Martin Heller
Contributing Writer

Review: Tableau makes sophisticated analysis a snap

reviews
Apr 22, 201511 mins

Innovative, self-service, interactive data visualization tool makes quick work of exploratory data analysis from 50-odd sources

Data science is best left to Ph.D. statisticians who can program in R and Python, compose complex SQL and MDX queries in their sleep, and leap tall Hadoop data sets in a single bound. Right?

Not according to Tableau. The company claims its products make analytics easy not only for analysts but for “executives, IT, everyone.” While my own training (a doctorate in physics with lots of statistics, SQL, and programming experience) is more than adequate for conventional data science, I tested Tableau 9.0, hot off the presses, with a “beginner’s mind.”

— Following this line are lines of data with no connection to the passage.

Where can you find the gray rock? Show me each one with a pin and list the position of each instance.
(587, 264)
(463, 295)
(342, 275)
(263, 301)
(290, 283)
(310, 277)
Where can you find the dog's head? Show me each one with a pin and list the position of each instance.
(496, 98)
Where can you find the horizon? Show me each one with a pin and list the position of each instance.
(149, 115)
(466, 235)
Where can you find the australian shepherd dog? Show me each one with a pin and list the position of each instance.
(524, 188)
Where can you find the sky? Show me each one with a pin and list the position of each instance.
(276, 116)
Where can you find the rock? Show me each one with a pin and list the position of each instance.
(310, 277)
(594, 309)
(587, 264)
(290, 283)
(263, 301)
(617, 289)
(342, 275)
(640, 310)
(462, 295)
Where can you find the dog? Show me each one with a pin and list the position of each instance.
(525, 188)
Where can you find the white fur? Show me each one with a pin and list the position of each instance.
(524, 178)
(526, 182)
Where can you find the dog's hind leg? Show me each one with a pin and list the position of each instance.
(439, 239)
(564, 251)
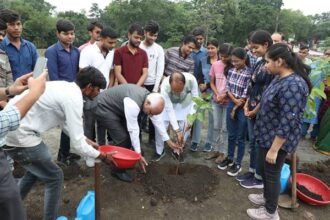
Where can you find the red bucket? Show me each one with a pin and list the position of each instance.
(313, 185)
(124, 158)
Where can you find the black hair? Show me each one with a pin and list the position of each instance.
(226, 49)
(178, 77)
(109, 32)
(241, 54)
(261, 37)
(303, 47)
(136, 27)
(9, 16)
(249, 36)
(198, 31)
(94, 24)
(213, 42)
(152, 27)
(90, 75)
(64, 25)
(189, 39)
(291, 59)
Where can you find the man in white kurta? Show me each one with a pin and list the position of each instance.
(178, 91)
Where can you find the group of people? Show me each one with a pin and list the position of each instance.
(99, 91)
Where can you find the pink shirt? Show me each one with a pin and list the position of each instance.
(217, 71)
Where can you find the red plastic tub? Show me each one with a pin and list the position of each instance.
(124, 158)
(313, 185)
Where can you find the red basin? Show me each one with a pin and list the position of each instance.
(124, 158)
(314, 185)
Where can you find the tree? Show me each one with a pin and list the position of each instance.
(295, 24)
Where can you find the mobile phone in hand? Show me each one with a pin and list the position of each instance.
(41, 64)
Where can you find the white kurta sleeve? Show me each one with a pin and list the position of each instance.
(132, 111)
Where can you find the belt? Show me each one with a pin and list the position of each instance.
(5, 147)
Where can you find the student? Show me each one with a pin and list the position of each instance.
(278, 124)
(237, 83)
(203, 79)
(260, 42)
(94, 29)
(63, 61)
(179, 59)
(131, 62)
(220, 101)
(22, 54)
(60, 105)
(156, 64)
(303, 54)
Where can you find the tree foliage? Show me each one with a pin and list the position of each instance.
(226, 20)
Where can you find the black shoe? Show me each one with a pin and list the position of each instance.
(74, 156)
(122, 175)
(225, 163)
(178, 157)
(157, 157)
(234, 169)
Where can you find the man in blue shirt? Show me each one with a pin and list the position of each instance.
(197, 54)
(22, 54)
(11, 205)
(63, 64)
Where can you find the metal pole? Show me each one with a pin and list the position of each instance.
(97, 175)
(294, 181)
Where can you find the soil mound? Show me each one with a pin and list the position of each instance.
(191, 182)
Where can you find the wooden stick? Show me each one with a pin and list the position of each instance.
(97, 175)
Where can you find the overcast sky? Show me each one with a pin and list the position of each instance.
(308, 7)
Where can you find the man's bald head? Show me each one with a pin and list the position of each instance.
(153, 104)
(177, 81)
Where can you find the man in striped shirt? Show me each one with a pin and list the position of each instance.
(178, 59)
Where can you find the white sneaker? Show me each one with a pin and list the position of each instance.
(257, 199)
(262, 214)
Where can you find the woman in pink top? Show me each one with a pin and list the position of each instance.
(219, 103)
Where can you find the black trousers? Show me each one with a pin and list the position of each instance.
(271, 176)
(11, 206)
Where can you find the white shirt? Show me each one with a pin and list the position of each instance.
(156, 64)
(178, 112)
(60, 105)
(92, 56)
(132, 111)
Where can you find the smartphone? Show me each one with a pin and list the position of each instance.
(41, 64)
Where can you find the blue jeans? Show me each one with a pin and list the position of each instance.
(219, 130)
(236, 133)
(254, 168)
(39, 166)
(197, 128)
(305, 127)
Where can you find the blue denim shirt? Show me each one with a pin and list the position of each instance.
(62, 65)
(281, 112)
(196, 56)
(21, 60)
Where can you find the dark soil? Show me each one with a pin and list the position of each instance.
(192, 182)
(308, 193)
(320, 170)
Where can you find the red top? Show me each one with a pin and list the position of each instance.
(131, 65)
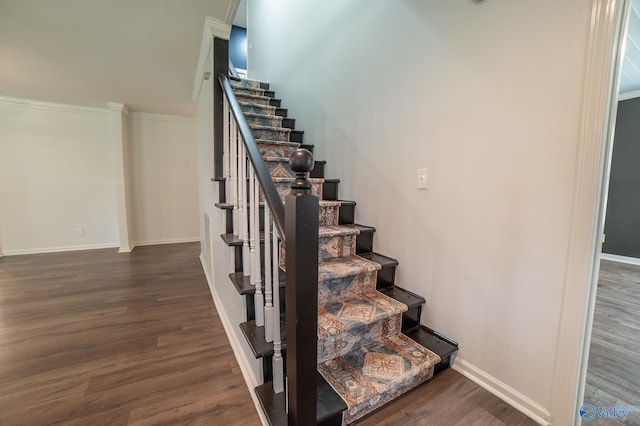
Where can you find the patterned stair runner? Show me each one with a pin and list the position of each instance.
(361, 351)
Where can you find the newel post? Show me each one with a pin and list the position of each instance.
(220, 66)
(301, 232)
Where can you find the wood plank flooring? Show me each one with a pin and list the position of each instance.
(100, 338)
(613, 372)
(449, 399)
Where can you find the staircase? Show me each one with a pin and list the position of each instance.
(372, 347)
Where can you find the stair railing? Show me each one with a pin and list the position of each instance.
(247, 181)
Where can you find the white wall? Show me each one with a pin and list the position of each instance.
(164, 178)
(217, 257)
(488, 97)
(56, 175)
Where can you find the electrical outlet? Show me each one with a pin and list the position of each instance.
(423, 174)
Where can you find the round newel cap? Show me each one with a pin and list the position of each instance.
(301, 161)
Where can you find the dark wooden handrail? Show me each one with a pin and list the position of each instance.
(268, 188)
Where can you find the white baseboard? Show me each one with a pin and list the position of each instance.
(243, 363)
(58, 249)
(168, 241)
(621, 259)
(503, 391)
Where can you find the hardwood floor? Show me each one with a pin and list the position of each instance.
(613, 372)
(449, 399)
(100, 338)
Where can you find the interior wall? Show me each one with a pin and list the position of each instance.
(488, 98)
(217, 257)
(56, 175)
(164, 178)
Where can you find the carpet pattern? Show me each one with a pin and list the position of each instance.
(361, 350)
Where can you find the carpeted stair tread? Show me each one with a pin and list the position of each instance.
(244, 99)
(263, 119)
(375, 374)
(343, 315)
(274, 128)
(246, 83)
(334, 268)
(252, 107)
(336, 231)
(248, 91)
(275, 142)
(406, 297)
(290, 180)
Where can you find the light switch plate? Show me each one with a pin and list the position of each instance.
(423, 175)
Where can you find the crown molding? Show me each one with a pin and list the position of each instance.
(231, 11)
(162, 117)
(118, 107)
(212, 28)
(52, 106)
(629, 95)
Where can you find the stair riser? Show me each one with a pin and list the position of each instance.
(285, 187)
(264, 120)
(330, 347)
(318, 170)
(328, 217)
(275, 150)
(337, 246)
(249, 84)
(330, 191)
(240, 91)
(296, 136)
(260, 100)
(329, 289)
(271, 134)
(364, 243)
(347, 214)
(279, 169)
(258, 109)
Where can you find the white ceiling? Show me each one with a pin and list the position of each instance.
(630, 73)
(142, 53)
(241, 15)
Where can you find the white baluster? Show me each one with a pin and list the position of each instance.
(257, 266)
(278, 362)
(268, 304)
(243, 213)
(226, 137)
(234, 175)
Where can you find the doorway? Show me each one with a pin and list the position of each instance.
(612, 356)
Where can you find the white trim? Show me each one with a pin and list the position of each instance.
(503, 391)
(584, 235)
(118, 107)
(167, 241)
(162, 117)
(60, 249)
(52, 106)
(231, 11)
(620, 259)
(247, 373)
(629, 95)
(212, 28)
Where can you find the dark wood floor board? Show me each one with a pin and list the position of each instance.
(97, 337)
(613, 372)
(448, 399)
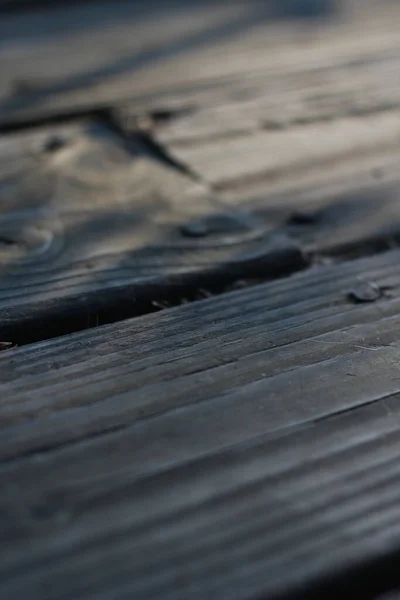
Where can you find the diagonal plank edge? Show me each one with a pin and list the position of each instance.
(200, 361)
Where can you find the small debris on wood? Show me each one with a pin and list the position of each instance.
(365, 291)
(161, 304)
(217, 224)
(54, 143)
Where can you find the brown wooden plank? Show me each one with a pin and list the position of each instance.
(215, 451)
(206, 359)
(239, 149)
(172, 54)
(91, 222)
(88, 220)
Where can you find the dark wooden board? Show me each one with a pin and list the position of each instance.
(173, 54)
(241, 446)
(99, 224)
(96, 220)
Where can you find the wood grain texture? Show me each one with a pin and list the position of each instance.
(241, 446)
(91, 221)
(88, 219)
(258, 344)
(169, 54)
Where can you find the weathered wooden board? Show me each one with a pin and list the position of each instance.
(88, 219)
(208, 451)
(262, 146)
(169, 54)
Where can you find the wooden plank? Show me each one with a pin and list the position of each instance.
(217, 454)
(91, 222)
(83, 211)
(165, 55)
(205, 359)
(241, 148)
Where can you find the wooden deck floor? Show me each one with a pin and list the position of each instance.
(199, 300)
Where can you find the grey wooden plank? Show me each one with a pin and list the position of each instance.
(269, 517)
(237, 147)
(240, 446)
(242, 356)
(90, 222)
(168, 54)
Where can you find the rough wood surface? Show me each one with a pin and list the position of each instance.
(88, 219)
(208, 450)
(169, 54)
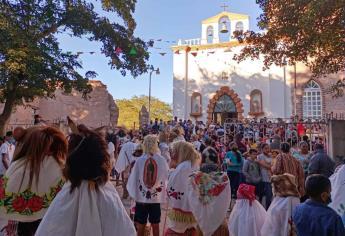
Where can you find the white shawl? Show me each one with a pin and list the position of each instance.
(180, 218)
(279, 215)
(246, 219)
(136, 187)
(125, 157)
(209, 210)
(338, 192)
(86, 211)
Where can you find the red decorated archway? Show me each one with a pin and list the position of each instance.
(234, 96)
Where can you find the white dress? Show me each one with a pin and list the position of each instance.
(247, 219)
(177, 189)
(136, 186)
(86, 211)
(279, 215)
(338, 192)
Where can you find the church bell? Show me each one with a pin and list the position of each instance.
(224, 29)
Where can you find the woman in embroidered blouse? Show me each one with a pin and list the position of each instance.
(88, 204)
(33, 179)
(234, 162)
(180, 218)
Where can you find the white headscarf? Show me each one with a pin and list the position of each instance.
(86, 211)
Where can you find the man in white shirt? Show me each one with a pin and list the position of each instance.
(123, 163)
(6, 152)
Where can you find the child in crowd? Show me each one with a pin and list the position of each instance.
(314, 217)
(147, 186)
(234, 162)
(251, 169)
(279, 215)
(248, 216)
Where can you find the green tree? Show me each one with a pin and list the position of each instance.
(31, 61)
(129, 110)
(308, 31)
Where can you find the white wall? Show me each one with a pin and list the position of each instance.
(205, 72)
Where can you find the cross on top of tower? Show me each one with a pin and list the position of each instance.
(224, 6)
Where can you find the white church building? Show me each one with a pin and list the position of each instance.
(210, 86)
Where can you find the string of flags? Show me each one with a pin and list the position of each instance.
(195, 53)
(133, 51)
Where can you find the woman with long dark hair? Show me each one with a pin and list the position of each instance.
(234, 162)
(88, 203)
(33, 180)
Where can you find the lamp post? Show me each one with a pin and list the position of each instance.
(152, 69)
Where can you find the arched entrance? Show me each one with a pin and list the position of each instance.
(225, 104)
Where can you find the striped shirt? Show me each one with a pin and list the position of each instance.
(285, 163)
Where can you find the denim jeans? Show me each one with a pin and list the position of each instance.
(235, 179)
(267, 192)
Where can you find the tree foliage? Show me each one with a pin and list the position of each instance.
(31, 61)
(308, 31)
(129, 110)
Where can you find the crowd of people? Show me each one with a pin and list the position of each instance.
(253, 179)
(274, 175)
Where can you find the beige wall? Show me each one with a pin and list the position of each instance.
(329, 103)
(99, 110)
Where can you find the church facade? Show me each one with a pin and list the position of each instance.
(209, 85)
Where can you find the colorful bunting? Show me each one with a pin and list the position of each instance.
(133, 52)
(118, 51)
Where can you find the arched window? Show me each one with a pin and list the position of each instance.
(256, 103)
(224, 32)
(312, 100)
(196, 105)
(225, 104)
(239, 26)
(210, 34)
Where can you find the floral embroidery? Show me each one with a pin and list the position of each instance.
(172, 193)
(27, 202)
(150, 193)
(210, 185)
(341, 211)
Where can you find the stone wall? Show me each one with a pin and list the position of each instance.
(98, 110)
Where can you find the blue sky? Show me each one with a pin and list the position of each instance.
(169, 20)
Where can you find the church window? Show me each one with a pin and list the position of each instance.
(225, 105)
(312, 100)
(224, 34)
(210, 34)
(224, 76)
(256, 102)
(239, 26)
(196, 104)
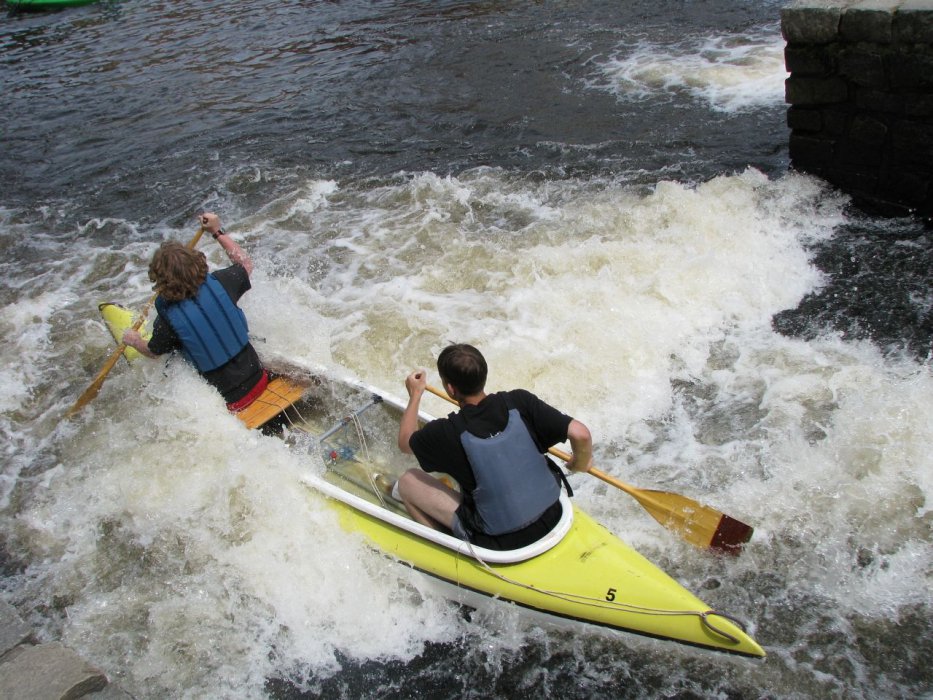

Tableau is considered the market leader in the BI and analytics space, having usurped Qlik, which in turn displaced Cognos (now IBM Cognos) and the other first-generation enterprise BI tools. Tableau is a prime exemplar of the business-user-driven data discovery and interactive analysis trend in BI that has largely taken over from traditional IT-driven reporting and analytics.

New in Tableau 9.0

If you’re already familiar with Tableau, you might want to know what’s new and different in the latest version. The two big areas of improvement:

  1. The tool is smarter about what you are doing.
  2. It’s faster to process data and show you analyses.

In the area of “smarter,” Tableau 9.0 has a much better start experience, both on the desktop and on the server, with easy access to your workbooks, data connections, training, and shared visualizations (Figure 1). It offers stories, which I will discuss later on, and it preview thumbnails for your sheets, so you can insert the right sheet into a dashboard or story. It adds ways to easily create analytics, zoom into your data, and create level of detail expressions. Smart maps include geographic search and census data. Data preparation does more with whatever format you happen to have in your data source, without requiring you to reformat your spreadsheets.

Tableau 9 Welcome screen

Figure 1: Tableau 9’s Welcome screen offers easy access to data connections, your workbooks, training, and resources.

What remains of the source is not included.